Fig. 5 ∣. Stabl’s performance on a triple-omic data integration task.

Fig. 5 ∣

a, Clinical case study 3: prediction of the time to labor from longitudinal assessment of plasma proteomic (SomaLogic), metabolomic (untargeted mass spectrometry) and single-cell mass cytometry data in two independent cohorts of pregnant individuals. b, Sparsity performances (number of features selected across CV iterations, median and IQR) for StablL (left), StablEN (middle) and StablAL (right) compared to their respective SRM (late-fusion data integration method) across n = 100 CV iterations. c,d, Predictivity performances as squared error (SE) on the training (n = 150 samples, c) and validation (n = 27 samples, d) datasets for StablL (left), StablEN (middle) and StablAL (right). StablSRM performances are shown using MX knockoffs.
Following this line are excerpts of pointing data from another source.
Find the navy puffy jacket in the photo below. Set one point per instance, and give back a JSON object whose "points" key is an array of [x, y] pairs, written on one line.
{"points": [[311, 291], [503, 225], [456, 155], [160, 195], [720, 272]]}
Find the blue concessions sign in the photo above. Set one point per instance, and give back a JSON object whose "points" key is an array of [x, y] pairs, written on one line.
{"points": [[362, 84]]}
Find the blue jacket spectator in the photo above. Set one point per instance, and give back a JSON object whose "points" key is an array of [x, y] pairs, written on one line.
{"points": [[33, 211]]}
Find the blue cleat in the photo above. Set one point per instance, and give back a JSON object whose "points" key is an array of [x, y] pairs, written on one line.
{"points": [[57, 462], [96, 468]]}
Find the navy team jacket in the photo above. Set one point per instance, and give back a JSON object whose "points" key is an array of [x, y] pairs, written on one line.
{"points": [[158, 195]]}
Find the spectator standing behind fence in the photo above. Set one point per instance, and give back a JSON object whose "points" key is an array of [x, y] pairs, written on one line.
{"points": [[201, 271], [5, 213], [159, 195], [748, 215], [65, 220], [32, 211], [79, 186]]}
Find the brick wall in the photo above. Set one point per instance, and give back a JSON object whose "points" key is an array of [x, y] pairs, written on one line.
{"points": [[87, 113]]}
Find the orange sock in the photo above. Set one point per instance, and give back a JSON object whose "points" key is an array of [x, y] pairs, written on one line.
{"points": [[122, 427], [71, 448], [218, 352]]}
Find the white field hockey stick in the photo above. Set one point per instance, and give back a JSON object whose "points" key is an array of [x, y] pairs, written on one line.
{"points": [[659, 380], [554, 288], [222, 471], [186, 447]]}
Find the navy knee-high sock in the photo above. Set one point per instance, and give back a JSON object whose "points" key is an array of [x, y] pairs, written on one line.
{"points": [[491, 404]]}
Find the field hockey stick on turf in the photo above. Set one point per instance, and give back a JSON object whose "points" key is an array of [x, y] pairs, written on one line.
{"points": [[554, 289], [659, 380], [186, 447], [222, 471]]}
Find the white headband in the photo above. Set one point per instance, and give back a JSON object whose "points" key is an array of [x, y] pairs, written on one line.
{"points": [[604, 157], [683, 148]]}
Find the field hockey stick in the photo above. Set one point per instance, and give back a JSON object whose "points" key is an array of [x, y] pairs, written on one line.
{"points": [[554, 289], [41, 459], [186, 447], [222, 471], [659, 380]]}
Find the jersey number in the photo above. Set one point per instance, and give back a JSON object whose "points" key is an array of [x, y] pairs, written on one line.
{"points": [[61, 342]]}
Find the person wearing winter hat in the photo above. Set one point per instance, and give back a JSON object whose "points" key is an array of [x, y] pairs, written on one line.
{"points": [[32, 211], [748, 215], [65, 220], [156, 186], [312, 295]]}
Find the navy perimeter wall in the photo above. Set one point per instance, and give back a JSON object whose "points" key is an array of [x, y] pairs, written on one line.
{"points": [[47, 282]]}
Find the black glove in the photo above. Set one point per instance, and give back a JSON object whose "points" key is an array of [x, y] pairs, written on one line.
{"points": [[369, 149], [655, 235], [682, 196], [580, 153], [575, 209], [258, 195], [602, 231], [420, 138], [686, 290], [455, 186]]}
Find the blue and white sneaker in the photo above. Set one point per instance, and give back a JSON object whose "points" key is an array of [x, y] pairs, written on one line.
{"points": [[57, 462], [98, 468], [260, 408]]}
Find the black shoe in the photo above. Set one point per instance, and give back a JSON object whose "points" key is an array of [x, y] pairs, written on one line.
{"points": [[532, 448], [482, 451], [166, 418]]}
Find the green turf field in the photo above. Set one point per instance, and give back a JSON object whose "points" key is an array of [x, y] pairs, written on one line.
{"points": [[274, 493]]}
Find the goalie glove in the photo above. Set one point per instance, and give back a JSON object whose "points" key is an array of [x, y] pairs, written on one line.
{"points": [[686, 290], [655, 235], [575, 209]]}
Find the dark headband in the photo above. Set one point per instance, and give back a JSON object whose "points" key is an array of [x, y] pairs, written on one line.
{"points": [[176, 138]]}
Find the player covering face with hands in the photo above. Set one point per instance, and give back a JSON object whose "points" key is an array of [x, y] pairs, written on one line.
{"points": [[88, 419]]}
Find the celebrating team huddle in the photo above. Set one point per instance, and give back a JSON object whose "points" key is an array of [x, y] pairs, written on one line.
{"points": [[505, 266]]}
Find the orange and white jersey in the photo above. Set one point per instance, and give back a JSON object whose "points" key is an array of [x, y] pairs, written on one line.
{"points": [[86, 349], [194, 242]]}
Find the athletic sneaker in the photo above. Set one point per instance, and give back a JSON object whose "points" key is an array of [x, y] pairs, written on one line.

Results using random permutations are shown for StablL in Supplementary Table 5. Median and IQR values comparing StablSRM performances to their cognate SRMs are listed in Supplementary Table 5. eg, UMAP visualization (upper) and stability path (lower) of the metabolomic (e), plasma proteomic (f) and single-cell mass cytometry (g) datasets. UMAP node size and color are proportional to the strength of association with the outcome. Stability path graphs denote features selected by StablL. The data-driven reliability threshold θ is computed for each individual omic dataset and is indicated by a dotted line. Significance of the association with the outcome was calculated using Pearson’s correlation. Box plots indicate median and IQR; whiskers indicate 1.5× IQR.